Marta Czok-VISITORS_
Molti dei suoi ammiratori e collezionisti ricordano le sue opere per il senso di speranza che comunicano: il suo commentario politico si alternava volutamente a scene di vita comune, la gioia nella convivialità, gli spaccati di vita domestica, il senso dell’umorismo come strumento di resilienza.
Negli anni, diversi sono stati i progetti e le collaborazioni che hanno segnato la sua carriera, tra cui Alitalia per l’Arte, l’Ambasciata Francese presso la Santa Sede, l’Ambasciata di Polonia a Roma, l’Istituto Italiano di Cultura di Varsavia, il Ministero della Cultura, Museo Macro e Museo Carlo Bilotti a Roma, l’Albemarle Gallery di Londra e Centrum Spotkania Kultur a Lublino. Nel 2008, la televisione nazionale polacca TV Polonia le ha dedicato un documentario nel quale si evidenziava il rapporto tra il suo lavoro e la Seconda Guerra Mondiale.
Dal 2021, la Fondazione Marta Czok ha rafforzato la sua missione, creando diverse retrospettive, che includono, negli ultimi mesi, le mostre URBE a Palazzo Montecitorio, DE INNOCENTIA al Complesso di Vicolo Valdina, O NAS al Konstancinski Dom Kultury in Polonia, ARCHĪVUM a Palazzo Mathis di Bra e infine la mostra EX_PATRIA nella sede di Venezia della Fondazione. Quest’ultima mostra, curata dal figlio Jacek Ludwig Scarso, affrontava l’esperienza di migrazione e di eventi bellici e fu selezionata dalla rivista Contemporary Lynx come una delle migliori mostre durante la Sessantesima Biennale dell’Arte.
Marta Czok-La Fune
Ultimamente stava lavorando su nuove mostre in Italia, in Polonia e nel Regno Unito, tra cui una collaborazione con AVR London e Anise Gallery per rivisitare i suoi lavori storici attraverso la realtà virtuale.

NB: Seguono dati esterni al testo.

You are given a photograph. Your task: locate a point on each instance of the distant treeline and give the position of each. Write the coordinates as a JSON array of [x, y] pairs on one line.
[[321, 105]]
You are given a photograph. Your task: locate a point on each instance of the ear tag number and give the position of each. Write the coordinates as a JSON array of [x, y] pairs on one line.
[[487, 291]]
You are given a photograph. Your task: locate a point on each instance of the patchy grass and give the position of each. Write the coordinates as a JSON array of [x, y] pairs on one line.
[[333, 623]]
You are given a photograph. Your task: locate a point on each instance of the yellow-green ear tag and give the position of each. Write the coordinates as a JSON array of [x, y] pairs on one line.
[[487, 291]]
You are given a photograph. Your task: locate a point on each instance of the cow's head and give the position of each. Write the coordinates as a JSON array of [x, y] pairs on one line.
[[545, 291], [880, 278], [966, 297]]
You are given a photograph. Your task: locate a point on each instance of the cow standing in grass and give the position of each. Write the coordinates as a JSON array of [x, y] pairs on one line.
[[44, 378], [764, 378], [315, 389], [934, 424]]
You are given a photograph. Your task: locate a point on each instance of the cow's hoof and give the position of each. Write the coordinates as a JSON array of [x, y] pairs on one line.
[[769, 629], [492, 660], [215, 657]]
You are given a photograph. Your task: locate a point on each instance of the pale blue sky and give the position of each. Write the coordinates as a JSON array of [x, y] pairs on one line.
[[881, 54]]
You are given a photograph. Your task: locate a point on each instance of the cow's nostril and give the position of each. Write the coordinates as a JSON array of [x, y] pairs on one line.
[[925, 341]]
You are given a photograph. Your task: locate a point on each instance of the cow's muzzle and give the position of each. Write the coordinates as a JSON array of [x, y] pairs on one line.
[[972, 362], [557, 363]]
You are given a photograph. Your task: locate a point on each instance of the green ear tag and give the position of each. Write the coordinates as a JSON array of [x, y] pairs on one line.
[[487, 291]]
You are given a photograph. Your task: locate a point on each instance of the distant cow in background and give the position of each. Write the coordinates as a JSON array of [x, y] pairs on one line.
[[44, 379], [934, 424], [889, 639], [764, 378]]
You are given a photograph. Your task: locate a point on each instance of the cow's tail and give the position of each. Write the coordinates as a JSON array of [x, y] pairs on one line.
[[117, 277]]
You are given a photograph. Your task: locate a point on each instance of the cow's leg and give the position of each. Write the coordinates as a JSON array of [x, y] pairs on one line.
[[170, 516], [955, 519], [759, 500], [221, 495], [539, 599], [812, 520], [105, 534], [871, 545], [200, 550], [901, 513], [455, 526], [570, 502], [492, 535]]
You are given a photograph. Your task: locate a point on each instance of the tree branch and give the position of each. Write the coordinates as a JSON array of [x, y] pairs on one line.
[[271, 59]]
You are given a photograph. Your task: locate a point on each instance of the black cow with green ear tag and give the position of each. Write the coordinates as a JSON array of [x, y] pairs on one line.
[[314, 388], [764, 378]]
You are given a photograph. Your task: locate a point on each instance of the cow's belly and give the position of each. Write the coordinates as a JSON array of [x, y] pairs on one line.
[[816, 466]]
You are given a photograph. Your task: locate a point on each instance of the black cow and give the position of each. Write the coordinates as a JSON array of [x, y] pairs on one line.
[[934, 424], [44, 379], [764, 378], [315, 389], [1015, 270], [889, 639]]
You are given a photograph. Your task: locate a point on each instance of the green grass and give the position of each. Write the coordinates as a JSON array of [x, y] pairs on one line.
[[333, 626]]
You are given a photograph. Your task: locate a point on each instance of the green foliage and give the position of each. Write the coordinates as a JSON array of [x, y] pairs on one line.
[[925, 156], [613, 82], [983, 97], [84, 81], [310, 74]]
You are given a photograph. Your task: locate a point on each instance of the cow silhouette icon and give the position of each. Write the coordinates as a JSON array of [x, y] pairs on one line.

In questo momento, le sue opere si possono visitare a Venezia con la mostra THE WINDOW e a Castel Gandolfo, dove la Fondazione Marta Czok ha creato la sede della sua Collezione Permanente. Le sue ultime interviste furono per Exibart e per il programma Stato dell’Arte, condotto da Cesare Biasini Selvaggi.
La Fondazione continuerà a portare avanti la sua missione: creare un dialogo profondo tra arte e società, attraverso il suo archivio storico e le future retrospettive, in parallelo a progetti di collaborazione con artisti, curatori e istituzioni in tutto il mondo.